As well as paralleling America's consumerist culture, Feed also depicts the declining of America's civilization. It is seen that excessive damage to nature has driven the country to live in the sky, while air pollution begins to tear away at their skin. And even as countries formed alliances and threatened war against America, indifference was the main attitude people had toward the situation. Similar to America today, many aren't aware of currents events or choose to ignore them. America claims to be ruled by the people but as Feed expresses, what you're told may not always be the truth. Corrupted acts are constant patterns that come up in those with power whether it be the government or top notched corporations.
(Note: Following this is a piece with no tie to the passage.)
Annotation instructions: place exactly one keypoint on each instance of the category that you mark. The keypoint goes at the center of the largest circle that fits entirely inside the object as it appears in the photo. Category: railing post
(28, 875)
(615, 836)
M.T. Anderson is trying to tell us is to be more aware of our surroundings. Don't settle for the government to do all the work for you, be a part of the power and take matters into your own hands.

Many Americans have demonstrated little involvement in politics. We convince ourselves that the government has everything under control. People expect Obama to create some sort of miracle, to revive us from the recession, to clear the war, to bring us back from our debt, to create this brilliant plan that will make all our problems go away. But truth is, he's only one person and you can't just sit back and relax and expect him to solve all your problems (I think this was from Andy?) A society needs to be run by the people. Only the people can create the kind of change they want.